Thursday, March 23, 2017

Holy Hieromartyr Nikon and the 199 Monks With Him

St. Nikon the Martyr and the 199 With Him (Feast Day - March 23)

Verses

To Nikon.
Crowns of victory are made ready for you Nikon,
As the leader he crowns and dies by the sword.

To the One Hundred and Ninety-Nine.
The fifty times four minus one fellow martyrs,
Are put to death by the sword.

On the twenty-third Nikon gave his head to the sword.

The Venerable Martyr Nikon was born at Neapolis (Naples) in Italy. His father was a pagan, and his mother a Christian. He was not baptized, but his mother secretly instructed him in the tenets of Christianity. Nikon was still a pagan when he reached adulthood. He served as a soldier, and showed unusual courage and strength.

Once, Nikon and his military company were surrounded by enemies. In deadly peril, he remembered the Christian precepts of his mother and, signing himself with the sign of the Cross, he prayed to God saying, "Lord Jesus Christ help me," vowing to be baptized if he were saved. Filled with unusual strength, he killed many of the enemy with his sword and spear, and put the rest to flight.

He managed to return home, giving thanks to God for preserving his life. With the blessing of his mother, he set off in search of a priest. This was no easy thing to do in a time of persecution. Nikon took a ship to Byzantium, and on the way landed on the island of Chios. He went up on a high mountain and spent seven days in fasting, vigils and prayer, entreating the Lord to help him.

An angel of God appeared to Nikon there, who gave him a staff and instructed him to go to the sea where he would find a boat. Finding a boat there, he sailed for two days and arrived at Mount Ganos, where many monks were hidden, headed by Theodosios the Bishop of Cyzicus. Nikon was taken to the cave of the Bishop, where he was catechized in the faith of Christ, and from him he received both the Mysteries of Baptism and the Eucharist. After three years of living in asceticism in a cave, the Bishop received a revelation from an angel to ordain Nikon a Presbyter and afterwards a Bishop. As a Bishop he was to move Sicily with all 190 monks.

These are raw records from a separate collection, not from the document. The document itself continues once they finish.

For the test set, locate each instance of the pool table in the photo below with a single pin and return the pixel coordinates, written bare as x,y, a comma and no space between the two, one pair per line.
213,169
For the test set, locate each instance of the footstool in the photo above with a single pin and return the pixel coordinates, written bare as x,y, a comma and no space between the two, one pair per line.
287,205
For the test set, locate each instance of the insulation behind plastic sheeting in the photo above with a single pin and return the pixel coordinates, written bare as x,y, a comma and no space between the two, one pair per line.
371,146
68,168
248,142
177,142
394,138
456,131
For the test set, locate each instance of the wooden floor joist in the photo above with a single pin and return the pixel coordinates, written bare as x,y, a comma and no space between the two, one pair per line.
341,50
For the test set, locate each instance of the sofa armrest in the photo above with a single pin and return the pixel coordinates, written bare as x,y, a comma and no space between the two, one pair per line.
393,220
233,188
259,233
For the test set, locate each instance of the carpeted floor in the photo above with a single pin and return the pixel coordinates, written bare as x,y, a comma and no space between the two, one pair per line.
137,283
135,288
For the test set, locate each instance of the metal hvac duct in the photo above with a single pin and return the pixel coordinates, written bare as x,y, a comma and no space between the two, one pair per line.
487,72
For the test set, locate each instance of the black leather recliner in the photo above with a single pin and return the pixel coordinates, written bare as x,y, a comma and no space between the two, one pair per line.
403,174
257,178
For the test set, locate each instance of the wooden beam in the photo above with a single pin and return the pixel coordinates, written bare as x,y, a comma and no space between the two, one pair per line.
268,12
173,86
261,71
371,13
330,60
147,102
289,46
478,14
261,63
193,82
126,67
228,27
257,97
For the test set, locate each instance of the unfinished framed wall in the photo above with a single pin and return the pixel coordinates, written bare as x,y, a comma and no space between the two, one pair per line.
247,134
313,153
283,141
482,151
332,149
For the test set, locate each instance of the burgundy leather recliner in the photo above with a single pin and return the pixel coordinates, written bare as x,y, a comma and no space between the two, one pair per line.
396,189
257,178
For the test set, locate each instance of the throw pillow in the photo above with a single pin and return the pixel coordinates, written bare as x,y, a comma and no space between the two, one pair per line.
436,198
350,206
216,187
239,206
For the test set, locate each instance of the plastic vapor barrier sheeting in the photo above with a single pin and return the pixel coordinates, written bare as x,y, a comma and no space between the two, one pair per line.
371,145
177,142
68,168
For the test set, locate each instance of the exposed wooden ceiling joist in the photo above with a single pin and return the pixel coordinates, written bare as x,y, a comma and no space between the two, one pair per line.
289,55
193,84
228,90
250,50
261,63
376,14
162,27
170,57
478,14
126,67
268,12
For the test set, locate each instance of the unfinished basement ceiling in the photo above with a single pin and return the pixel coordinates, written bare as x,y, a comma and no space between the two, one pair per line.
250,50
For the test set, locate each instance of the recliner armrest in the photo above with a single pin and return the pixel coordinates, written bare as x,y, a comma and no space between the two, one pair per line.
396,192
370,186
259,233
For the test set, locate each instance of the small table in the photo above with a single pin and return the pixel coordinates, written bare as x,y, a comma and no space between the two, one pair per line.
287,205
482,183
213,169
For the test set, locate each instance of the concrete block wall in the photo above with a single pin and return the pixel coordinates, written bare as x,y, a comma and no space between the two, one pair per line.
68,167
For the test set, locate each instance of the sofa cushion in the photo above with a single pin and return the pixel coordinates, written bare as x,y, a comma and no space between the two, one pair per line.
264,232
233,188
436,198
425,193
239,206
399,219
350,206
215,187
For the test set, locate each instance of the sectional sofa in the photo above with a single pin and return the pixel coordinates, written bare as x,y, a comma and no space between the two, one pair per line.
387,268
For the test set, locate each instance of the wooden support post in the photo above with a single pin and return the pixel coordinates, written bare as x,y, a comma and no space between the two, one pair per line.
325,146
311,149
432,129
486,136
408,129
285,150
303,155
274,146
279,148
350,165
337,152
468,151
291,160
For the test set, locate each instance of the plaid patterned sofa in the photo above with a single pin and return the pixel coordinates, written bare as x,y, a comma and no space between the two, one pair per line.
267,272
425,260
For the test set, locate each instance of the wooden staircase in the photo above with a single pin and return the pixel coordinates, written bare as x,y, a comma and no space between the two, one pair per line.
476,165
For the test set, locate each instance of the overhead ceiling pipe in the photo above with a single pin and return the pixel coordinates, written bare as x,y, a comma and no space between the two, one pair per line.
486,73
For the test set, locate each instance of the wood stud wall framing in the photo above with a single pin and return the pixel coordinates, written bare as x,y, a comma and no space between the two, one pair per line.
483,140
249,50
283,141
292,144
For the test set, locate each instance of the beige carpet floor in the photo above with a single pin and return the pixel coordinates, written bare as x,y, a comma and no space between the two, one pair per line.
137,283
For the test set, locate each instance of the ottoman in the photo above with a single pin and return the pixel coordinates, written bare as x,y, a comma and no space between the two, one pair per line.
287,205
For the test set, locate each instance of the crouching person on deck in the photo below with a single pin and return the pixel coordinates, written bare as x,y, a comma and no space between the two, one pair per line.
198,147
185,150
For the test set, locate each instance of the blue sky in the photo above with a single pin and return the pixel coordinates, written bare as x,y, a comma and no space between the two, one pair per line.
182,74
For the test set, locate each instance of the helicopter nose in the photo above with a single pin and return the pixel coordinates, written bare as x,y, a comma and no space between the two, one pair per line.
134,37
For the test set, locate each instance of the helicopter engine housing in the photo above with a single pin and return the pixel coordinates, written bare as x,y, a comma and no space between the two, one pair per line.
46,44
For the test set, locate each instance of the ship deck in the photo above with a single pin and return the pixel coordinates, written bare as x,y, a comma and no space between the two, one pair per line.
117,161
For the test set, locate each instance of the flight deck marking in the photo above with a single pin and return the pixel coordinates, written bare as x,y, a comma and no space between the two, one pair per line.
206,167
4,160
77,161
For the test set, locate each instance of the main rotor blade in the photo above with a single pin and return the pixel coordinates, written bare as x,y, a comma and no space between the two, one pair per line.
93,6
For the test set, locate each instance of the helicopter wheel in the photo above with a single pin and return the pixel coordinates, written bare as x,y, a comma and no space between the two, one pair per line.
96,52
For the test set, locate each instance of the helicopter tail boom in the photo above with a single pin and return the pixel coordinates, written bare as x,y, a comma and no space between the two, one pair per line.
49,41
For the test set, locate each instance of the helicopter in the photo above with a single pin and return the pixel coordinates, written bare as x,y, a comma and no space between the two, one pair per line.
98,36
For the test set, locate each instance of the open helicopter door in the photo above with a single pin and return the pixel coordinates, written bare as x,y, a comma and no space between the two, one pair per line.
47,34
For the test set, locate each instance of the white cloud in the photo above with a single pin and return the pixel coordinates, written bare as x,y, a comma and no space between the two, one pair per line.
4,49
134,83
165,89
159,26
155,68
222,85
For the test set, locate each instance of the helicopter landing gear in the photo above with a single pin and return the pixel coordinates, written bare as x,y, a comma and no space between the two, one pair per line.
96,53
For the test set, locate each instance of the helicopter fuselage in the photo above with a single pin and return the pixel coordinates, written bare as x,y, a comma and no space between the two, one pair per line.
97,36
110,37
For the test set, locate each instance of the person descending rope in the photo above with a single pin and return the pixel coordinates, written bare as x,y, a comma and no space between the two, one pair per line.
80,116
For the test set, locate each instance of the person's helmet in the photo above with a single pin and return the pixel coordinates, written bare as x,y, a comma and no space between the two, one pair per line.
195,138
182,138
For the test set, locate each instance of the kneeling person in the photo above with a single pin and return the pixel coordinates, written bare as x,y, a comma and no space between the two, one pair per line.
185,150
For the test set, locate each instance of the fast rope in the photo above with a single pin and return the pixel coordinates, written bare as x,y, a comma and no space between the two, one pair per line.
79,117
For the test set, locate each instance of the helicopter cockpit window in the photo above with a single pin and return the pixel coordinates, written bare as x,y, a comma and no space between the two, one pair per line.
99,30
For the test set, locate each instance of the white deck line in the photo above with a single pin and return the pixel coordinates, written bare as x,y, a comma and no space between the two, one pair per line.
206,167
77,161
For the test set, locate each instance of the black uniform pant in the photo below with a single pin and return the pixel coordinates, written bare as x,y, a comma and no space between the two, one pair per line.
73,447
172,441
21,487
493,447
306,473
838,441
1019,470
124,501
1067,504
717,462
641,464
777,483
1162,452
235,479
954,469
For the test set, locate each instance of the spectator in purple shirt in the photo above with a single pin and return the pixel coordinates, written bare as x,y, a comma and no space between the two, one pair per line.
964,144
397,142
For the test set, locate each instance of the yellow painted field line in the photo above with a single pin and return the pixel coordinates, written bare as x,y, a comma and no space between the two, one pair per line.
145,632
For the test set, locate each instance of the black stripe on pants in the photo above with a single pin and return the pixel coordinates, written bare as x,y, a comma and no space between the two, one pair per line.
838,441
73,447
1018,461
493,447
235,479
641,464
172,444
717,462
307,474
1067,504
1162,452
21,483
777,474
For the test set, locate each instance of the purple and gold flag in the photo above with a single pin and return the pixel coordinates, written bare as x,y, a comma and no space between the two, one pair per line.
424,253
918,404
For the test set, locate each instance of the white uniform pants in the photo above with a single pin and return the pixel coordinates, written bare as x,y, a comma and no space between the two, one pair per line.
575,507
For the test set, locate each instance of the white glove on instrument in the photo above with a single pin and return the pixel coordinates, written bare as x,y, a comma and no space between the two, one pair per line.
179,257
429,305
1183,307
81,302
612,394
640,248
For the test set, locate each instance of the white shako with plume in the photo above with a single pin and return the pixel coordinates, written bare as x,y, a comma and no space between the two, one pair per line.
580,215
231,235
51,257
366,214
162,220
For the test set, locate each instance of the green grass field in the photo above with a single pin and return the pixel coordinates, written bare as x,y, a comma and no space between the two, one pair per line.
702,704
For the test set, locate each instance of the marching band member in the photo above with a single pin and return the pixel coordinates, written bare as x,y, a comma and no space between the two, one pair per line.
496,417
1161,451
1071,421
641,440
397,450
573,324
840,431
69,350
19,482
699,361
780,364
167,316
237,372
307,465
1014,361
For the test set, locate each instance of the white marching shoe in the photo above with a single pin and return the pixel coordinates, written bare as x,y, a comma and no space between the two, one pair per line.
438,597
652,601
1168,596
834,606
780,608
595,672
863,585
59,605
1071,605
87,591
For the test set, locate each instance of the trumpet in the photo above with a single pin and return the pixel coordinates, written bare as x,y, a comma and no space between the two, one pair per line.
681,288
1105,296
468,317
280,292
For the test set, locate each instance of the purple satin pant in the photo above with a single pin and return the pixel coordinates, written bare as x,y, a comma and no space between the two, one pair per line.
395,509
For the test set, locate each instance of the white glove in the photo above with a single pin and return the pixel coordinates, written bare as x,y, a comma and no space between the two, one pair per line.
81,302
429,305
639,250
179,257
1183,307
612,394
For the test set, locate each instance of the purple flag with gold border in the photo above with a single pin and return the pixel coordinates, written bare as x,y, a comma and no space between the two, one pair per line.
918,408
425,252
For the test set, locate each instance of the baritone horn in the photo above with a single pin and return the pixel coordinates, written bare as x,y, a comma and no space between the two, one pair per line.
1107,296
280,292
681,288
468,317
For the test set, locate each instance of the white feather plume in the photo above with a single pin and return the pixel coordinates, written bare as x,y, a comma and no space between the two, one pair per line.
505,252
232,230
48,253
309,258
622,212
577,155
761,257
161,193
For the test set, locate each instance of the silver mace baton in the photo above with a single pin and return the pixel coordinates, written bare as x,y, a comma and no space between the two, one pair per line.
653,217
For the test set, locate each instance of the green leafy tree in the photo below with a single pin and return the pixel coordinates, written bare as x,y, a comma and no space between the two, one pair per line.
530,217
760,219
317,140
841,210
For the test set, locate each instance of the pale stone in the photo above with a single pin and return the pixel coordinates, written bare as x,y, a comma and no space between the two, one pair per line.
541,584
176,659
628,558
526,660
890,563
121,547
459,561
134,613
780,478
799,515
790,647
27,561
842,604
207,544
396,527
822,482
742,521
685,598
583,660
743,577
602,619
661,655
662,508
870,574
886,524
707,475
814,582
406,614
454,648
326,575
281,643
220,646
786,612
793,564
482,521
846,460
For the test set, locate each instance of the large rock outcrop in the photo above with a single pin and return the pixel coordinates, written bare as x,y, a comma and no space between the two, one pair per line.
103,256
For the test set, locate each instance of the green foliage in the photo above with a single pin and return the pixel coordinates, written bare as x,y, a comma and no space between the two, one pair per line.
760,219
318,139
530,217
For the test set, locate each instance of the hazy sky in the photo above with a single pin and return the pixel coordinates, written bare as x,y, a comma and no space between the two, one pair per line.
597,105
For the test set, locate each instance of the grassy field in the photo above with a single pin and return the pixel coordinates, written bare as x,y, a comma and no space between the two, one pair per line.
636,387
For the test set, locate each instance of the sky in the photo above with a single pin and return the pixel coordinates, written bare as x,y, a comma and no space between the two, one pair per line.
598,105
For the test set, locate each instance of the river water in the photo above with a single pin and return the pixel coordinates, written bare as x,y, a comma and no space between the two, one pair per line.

Bishop Theodosios obeyed the angel, and then died after he had entrusted the 190 monks to Saint Nikon. After he buried Bishop Theodosios, Saint Nikon sailed first to Mytilene, and from there to Sicily with the brethren, and by doing this they were saved from approaching barbarians.

By God's grace, Bishop Nikon came to his native city Neapolis. He found his mother still alive, and he remained with her for the final day of her life. His mother collapsed on his chest with tears of joy and kissed him. Making a prostration to the ground, she said, "I give thanks to You, O Lord, for You have permitted me to see my son as a monk, and as a bishop. Now, my Lord, hear Your servant, and receive my soul." When she had finished this prayer, the righteous woman died. Those present glorified God and buried her with psalmody.

Rumors of Nikon's arrival spread through the city, and ten soldiers, his former companions, came to see him. After conversing with the Saint they believed and were baptized, and went with him to Sicily as members of the brotherhood. Having arrived on the island, Nikon settled with the monks in a desolate area of the mountain in Taormina.

Many years passed, and Quintilian, the governor of Sicily, was informed that Bishop Nikon was living nearby with many monks. All 199 monks were seized and beheaded, but they left Saint Nikon alive in order to torture him.

They stretched out his body and tied him by his hands and feet, and burned him with torches, yet he remained unharmed. They tied him to the tails of wild horses to be dragged over the ground, but the horses would not budge from the spot. They cut out the Saint's tongue, struck him in the face with a stone, threw him off a high cliff, and finally beheaded him. The body of the Hieromartyr Nikon was left in a field to be eaten by wild beasts and birds.

A certain shepherd, possessed by an evil spirit, went to that place, and finding the body of the Saint, he immediately fell to the ground on his face. The unclean spirit, vanquished by the power of the Saint, had thrown him to the ground and gone out from him with a loud shriek: "Woe is me, woe is me, where can I flee from Nikon?"

The healed shepherd related this to the people. The Bishop of the city of Messina also learned of this, then he and his clergy buried the bodies of Saint Nikon and his disciples.


Apolytikion in the Fourth Tone
Having conquered the crafty one by thine asceticism thou didst become a rule and model to thy disciples by thy holy life, O Father Nikon. With them thou didst contend for the Faith in the West. You have all attained to glory in heaven.

Kontakion in Plagal of the Fourth Tone
Of like discipline with ascetics, and rivaling holy Athletes in zeal, O steadfast and venerable Martyrs, you were offered to the Lord through martyrdom. For you had as your sure guide the glorious Nikon. Fighting together with him you sang: Alleluia.